Economists predict that the Bank of England may start cutting interest rates to 5% in June, while an unexpected job surge in Australia leads to a reassessment of a potential rate cut by the Reserve Bank of Australia.
Economists are predicting that the Bank of England may begin to cut interest rates as early as June, with expectations for a reduction to around 5% at the forthcoming meeting. Despite maintaining rates at 5.25% recently, analysts anticipate a shift, potentially to 4.25% by the end of the year, influenced by upcoming data such as April’s inflation figures and the impact of the minimum wage increase.

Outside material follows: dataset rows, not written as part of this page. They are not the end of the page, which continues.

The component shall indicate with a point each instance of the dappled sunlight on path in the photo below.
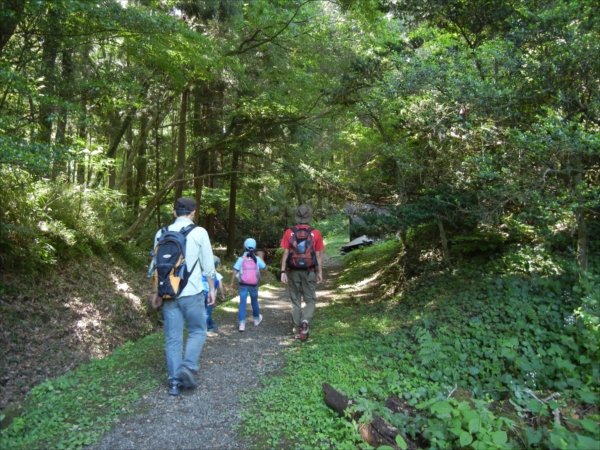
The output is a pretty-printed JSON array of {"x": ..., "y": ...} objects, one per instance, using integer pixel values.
[{"x": 231, "y": 363}]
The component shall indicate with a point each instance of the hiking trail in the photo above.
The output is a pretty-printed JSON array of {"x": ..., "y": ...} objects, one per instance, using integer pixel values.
[{"x": 230, "y": 365}]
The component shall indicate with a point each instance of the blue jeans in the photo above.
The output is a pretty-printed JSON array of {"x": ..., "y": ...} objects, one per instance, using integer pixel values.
[
  {"x": 244, "y": 290},
  {"x": 191, "y": 309},
  {"x": 209, "y": 322}
]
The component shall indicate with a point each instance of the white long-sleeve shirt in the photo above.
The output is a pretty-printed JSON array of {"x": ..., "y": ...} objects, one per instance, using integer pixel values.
[{"x": 197, "y": 249}]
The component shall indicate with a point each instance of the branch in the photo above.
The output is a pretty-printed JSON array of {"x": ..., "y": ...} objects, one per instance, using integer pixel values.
[{"x": 240, "y": 50}]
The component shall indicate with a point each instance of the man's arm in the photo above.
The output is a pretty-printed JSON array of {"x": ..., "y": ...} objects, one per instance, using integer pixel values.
[
  {"x": 210, "y": 300},
  {"x": 319, "y": 267},
  {"x": 286, "y": 252}
]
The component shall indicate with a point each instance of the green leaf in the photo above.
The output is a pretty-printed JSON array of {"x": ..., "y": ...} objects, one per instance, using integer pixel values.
[
  {"x": 534, "y": 406},
  {"x": 588, "y": 424},
  {"x": 587, "y": 397},
  {"x": 475, "y": 425},
  {"x": 465, "y": 439},
  {"x": 499, "y": 438},
  {"x": 533, "y": 437},
  {"x": 588, "y": 442},
  {"x": 457, "y": 431},
  {"x": 473, "y": 370},
  {"x": 400, "y": 442},
  {"x": 442, "y": 408}
]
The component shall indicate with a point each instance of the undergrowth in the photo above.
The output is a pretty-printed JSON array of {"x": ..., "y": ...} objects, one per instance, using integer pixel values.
[
  {"x": 76, "y": 409},
  {"x": 483, "y": 357}
]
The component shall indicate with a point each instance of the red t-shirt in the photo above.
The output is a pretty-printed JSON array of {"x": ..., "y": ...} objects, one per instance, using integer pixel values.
[{"x": 316, "y": 234}]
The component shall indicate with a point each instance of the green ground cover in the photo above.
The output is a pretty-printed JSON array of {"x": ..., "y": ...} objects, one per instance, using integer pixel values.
[
  {"x": 76, "y": 409},
  {"x": 484, "y": 357}
]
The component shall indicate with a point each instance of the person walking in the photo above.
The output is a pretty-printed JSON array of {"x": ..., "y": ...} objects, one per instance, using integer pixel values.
[
  {"x": 218, "y": 283},
  {"x": 302, "y": 268},
  {"x": 188, "y": 306},
  {"x": 248, "y": 266}
]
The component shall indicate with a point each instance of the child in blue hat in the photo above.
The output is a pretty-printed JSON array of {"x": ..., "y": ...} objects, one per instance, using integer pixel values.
[
  {"x": 218, "y": 278},
  {"x": 247, "y": 271}
]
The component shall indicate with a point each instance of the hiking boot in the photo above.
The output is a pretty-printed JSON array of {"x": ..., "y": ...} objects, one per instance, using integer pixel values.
[
  {"x": 187, "y": 378},
  {"x": 303, "y": 331},
  {"x": 174, "y": 388}
]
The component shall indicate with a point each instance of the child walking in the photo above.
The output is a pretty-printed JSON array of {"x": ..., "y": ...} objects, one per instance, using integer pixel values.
[
  {"x": 218, "y": 282},
  {"x": 248, "y": 267}
]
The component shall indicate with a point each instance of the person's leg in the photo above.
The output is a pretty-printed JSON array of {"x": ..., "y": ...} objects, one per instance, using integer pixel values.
[
  {"x": 243, "y": 290},
  {"x": 253, "y": 291},
  {"x": 295, "y": 289},
  {"x": 173, "y": 319},
  {"x": 195, "y": 321},
  {"x": 309, "y": 288}
]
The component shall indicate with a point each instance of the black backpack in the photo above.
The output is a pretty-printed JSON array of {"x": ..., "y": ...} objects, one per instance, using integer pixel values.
[
  {"x": 170, "y": 270},
  {"x": 302, "y": 250}
]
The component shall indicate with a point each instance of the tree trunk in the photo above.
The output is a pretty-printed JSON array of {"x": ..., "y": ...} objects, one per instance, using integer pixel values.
[
  {"x": 181, "y": 138},
  {"x": 140, "y": 166},
  {"x": 141, "y": 140},
  {"x": 232, "y": 204},
  {"x": 50, "y": 49},
  {"x": 198, "y": 131},
  {"x": 583, "y": 238},
  {"x": 445, "y": 250},
  {"x": 11, "y": 13},
  {"x": 60, "y": 164},
  {"x": 127, "y": 235},
  {"x": 82, "y": 133},
  {"x": 157, "y": 174},
  {"x": 129, "y": 181}
]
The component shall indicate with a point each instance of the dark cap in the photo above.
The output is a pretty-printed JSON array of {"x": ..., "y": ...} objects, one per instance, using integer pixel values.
[
  {"x": 187, "y": 204},
  {"x": 303, "y": 214}
]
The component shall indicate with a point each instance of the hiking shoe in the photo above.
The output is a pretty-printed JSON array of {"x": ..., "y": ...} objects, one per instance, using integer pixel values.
[
  {"x": 303, "y": 331},
  {"x": 187, "y": 378},
  {"x": 174, "y": 388}
]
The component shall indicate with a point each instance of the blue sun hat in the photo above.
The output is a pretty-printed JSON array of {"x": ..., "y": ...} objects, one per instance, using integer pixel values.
[{"x": 250, "y": 244}]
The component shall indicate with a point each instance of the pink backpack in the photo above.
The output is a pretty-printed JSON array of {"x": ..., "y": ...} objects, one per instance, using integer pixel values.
[{"x": 249, "y": 271}]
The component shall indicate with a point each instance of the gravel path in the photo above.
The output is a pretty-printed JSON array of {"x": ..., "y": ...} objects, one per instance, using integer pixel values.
[{"x": 230, "y": 363}]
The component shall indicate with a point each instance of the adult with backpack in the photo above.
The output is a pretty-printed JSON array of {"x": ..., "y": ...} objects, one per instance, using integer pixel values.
[
  {"x": 182, "y": 254},
  {"x": 302, "y": 268},
  {"x": 247, "y": 271}
]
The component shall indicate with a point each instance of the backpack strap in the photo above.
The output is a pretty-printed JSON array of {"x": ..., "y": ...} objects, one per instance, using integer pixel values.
[{"x": 186, "y": 230}]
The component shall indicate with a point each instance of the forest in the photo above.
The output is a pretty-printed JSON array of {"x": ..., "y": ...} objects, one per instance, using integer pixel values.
[{"x": 462, "y": 136}]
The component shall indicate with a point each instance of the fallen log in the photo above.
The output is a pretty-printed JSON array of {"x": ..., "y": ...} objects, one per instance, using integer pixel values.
[
  {"x": 337, "y": 401},
  {"x": 375, "y": 433}
]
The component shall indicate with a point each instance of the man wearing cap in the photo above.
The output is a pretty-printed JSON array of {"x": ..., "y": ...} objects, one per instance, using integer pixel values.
[
  {"x": 302, "y": 282},
  {"x": 189, "y": 306}
]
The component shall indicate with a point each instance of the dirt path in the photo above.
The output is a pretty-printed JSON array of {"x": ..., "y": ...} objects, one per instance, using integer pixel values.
[{"x": 230, "y": 364}]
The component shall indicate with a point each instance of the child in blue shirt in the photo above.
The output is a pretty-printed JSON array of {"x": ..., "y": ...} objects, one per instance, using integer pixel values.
[
  {"x": 248, "y": 267},
  {"x": 211, "y": 324}
]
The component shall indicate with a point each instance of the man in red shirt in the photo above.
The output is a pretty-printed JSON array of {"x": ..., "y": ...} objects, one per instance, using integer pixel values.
[{"x": 302, "y": 274}]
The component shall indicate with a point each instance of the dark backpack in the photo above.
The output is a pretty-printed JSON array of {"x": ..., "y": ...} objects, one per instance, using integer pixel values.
[
  {"x": 302, "y": 250},
  {"x": 170, "y": 269}
]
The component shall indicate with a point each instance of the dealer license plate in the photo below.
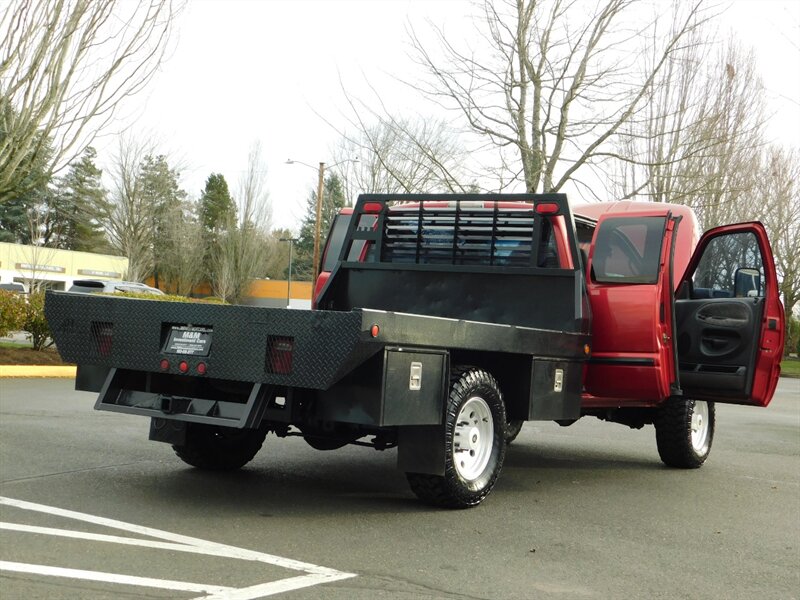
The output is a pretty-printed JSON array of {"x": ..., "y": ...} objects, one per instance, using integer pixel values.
[{"x": 191, "y": 341}]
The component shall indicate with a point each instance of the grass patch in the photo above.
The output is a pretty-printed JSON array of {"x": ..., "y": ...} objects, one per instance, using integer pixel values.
[{"x": 790, "y": 367}]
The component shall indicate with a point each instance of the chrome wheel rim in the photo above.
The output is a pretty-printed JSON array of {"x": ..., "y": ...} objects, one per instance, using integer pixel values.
[
  {"x": 473, "y": 438},
  {"x": 700, "y": 426}
]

In contrast, in Australia, an unexpected drop in unemployment from 4.1% to 3.7% in February has led to a reassessment of the likelihood of an interest rate cut by the Reserve Bank of Australia (RBA). The creation of 117,000 jobs in February, marking the largest monthly increase in a decade, has decreased the probability of an August rate cut from 80% to 60%. This job market resilience has prompted some analysts to caution against over-optimism, highlighting the volatile nature of labour force surveys.
The Bank of England’s potential move towards rate cuts stems from various economic indicators and the impact of energy price cap adjustments, with economists like ING’s James Smith and Rob Wood from Pantheon Macroeconomics forecasting a gradual reduction in rates. Meanwhile, the RBA’s decision-making process remains focused on balancing economic growth with price stability, amidst fluctuations in the Australian job market and upcoming inflation data.
Overall, both the UK and Australia are at pivotal moments regarding interest rate decisions, with economic data playing a crucial role in shaping the monetary policies of their respective central banks.